HAPPY EPONALIA!

The ancient Celts and their Druids worshipped over 300 deities.  (Like Carrie Bradshaw and her shoes, they could never have too many.)  Epona is the Horse Goddess, from whom the word ‘pony’ is derived.  She became the only Celtic deity to be worshipped in Rome, and her feast day, Eponalia, is next Sunday, the 18th of December. 
Ancient peoples from the west of Ireland, to as far east as Anatolia (Turkey), from the Danube River to Yugoslavia, down to Rome and even North Africa, worshipped the Horse Goddess.  Her Facebook fan page would have broken world records. 
Recently, I read a book on Celtic Myth written by a woman who lives in Texas.  She wrote that the Irish version of the Goddess Epona was named ‘Mare’ and that she was the bringer of bad dreams (night-mares). 

I love the books written about Celtic Mythology by people who’ve only visited Ireland or Scotland or Wales once or twice in their lives.  They frequently says things like, ‘Up until the beginning of the 20th Century, Irish people used to [do some wacky thing or other], carrying out this age-old custom.’  Frequently, nobody – including historians who have lived in and researched this Celtic country all their lives – has ever heard or read of said ‘age-old custom’.  The Texas woman who wrote that book was probably the victim of some old geezer who enjoyed dousing her with a large bucket of blarney. 
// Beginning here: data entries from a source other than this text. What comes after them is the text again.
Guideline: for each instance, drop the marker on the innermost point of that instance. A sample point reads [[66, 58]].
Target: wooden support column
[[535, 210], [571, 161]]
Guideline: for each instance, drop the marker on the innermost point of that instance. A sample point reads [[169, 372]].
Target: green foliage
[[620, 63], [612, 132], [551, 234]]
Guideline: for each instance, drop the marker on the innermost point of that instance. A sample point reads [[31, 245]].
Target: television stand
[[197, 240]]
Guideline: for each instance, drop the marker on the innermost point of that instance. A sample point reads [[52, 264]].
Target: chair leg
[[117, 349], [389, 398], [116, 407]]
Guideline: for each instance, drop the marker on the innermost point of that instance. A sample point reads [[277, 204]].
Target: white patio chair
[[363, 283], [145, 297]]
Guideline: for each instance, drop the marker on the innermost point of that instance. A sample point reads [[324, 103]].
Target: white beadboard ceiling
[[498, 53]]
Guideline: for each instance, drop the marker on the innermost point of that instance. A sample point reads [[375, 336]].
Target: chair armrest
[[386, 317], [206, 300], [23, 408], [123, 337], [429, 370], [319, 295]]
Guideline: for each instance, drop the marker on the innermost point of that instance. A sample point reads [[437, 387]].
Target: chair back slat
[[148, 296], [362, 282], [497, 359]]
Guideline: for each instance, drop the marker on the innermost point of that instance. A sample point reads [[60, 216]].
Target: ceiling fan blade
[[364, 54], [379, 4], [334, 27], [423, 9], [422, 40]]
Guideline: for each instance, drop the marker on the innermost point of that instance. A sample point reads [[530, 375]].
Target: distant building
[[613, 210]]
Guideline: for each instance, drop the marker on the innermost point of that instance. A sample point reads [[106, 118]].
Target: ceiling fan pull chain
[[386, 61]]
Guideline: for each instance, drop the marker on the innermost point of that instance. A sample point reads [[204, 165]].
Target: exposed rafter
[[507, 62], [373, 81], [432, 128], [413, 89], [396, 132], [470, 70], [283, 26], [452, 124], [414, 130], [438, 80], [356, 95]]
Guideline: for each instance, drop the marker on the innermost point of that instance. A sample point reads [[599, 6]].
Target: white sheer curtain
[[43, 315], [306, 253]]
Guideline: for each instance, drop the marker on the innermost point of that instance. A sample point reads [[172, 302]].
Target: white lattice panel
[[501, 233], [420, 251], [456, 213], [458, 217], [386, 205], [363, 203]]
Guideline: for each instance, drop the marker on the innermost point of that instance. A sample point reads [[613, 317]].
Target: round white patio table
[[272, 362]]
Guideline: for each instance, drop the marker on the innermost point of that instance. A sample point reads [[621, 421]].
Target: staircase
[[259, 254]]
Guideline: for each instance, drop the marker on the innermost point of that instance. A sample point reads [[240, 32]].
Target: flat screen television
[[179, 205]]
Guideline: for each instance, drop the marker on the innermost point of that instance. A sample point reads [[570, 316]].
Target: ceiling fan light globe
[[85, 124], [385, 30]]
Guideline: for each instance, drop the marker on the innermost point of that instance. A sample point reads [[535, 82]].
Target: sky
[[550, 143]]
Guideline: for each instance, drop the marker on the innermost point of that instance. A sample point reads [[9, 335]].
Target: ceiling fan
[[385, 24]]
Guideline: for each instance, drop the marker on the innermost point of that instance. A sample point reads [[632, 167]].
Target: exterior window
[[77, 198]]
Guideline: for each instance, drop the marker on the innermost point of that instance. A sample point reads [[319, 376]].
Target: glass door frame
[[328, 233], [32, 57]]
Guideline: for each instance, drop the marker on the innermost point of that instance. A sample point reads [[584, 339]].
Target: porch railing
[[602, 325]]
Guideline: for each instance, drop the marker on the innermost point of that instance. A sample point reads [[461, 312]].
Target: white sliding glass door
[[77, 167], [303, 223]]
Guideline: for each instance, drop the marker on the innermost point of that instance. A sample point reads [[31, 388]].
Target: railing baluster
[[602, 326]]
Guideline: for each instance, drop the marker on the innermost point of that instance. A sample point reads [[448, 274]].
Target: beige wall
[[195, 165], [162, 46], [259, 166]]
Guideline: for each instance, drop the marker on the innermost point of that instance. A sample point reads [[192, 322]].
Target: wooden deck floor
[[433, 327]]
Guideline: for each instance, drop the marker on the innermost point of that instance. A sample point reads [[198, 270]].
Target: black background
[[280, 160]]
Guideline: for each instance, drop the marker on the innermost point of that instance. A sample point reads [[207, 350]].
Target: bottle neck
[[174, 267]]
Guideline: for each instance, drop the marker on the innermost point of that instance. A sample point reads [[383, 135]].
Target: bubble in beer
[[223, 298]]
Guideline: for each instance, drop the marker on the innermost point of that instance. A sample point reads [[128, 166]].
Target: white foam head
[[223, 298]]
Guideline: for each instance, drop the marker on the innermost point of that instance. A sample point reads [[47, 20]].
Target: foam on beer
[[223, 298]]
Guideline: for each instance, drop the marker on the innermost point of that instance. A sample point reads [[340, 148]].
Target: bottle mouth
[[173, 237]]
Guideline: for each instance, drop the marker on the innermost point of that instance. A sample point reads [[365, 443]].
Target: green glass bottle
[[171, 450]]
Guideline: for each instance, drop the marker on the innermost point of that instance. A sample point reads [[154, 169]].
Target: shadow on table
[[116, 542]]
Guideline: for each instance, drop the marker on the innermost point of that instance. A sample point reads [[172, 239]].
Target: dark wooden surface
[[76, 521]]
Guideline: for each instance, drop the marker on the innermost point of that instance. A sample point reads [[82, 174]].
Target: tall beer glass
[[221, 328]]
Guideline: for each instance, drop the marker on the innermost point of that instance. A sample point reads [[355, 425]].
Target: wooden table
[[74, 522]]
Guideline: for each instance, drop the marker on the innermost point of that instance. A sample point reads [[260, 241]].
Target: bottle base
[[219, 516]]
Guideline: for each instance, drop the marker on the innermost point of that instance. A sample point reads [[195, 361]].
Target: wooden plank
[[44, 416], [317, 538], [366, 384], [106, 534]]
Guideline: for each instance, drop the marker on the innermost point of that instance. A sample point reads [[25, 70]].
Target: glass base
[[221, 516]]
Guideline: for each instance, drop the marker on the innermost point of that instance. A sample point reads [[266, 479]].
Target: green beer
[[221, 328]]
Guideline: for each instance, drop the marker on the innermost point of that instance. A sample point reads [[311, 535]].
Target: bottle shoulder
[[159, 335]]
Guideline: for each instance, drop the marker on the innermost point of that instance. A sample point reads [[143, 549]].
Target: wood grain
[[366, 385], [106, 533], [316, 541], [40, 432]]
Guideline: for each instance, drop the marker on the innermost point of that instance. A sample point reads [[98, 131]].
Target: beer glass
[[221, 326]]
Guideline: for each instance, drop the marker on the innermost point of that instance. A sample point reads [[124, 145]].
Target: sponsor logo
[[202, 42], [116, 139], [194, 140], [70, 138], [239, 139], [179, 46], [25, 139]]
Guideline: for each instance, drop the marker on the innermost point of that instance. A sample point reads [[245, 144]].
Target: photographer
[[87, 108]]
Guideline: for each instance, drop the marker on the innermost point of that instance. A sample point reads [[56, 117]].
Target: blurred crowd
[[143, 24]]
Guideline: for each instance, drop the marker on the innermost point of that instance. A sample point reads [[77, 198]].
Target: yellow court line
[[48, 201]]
There is no Irish Goddess named ‘Mare.’  But there is a very famous one named Macha and she was associated with war, HORSES, sovereignty, and the site of the prehistoric fort of Emain Macha (which was named after her), near present-day Armagh in Northern Ireland.   And, because one can never have too many, the Irish mythological figure of Ếtain, also associated with Emain Macha, was considered a horse goddess, in a later historical period. 
 Epona was worshiped in England as well, where Bronze Age people painstakingly created the Uffington Horse.  The horse goddess was also known as “Rigantona” or “Rig Antonia,” which means “Great Queen.”  Some historians believe that the legend of Lady Godiva is directly related to Epona and other ancient fertility rituals, such as the mating of the High King with the white mare (but that’s another post in itself).  In Wales, the goddess Rhiannon, whose worship occurred at a much later point in time, was strongly associated with Epona. 
Epona was known by a variety of other names, which changed according to the language and myth of each particular region.  But no matter what she was called, her image remained similar.  She appeared as a woman with very long hair who was riding sidesaddle upon a white mare, or as a long-haired woman, lying naked on a white mare. 

Celtic Druids had totem animals, much like Native Americans.  The horse, and the white horse in particular, was a powerful totem, symbolising the Goddess herself, the land and journeying (both physical and spiritual).  The horse goddess was associated with the life cycle of birth-death-afterlife-rebirth, and hence, sexuality and the fertility of humans and the earth itself.  In this way, the horse and the Horse Goddess, could help humans transcend the limitations of mortality. 

With all this in mind, I plan to go visit my neighbour horses (Connemara ponies) at the lakeside and offer them a bucketful of carrots and apples so we can celebrate this feast day in style. 

Best wishes for a safe and happy Eponalia to you and yours!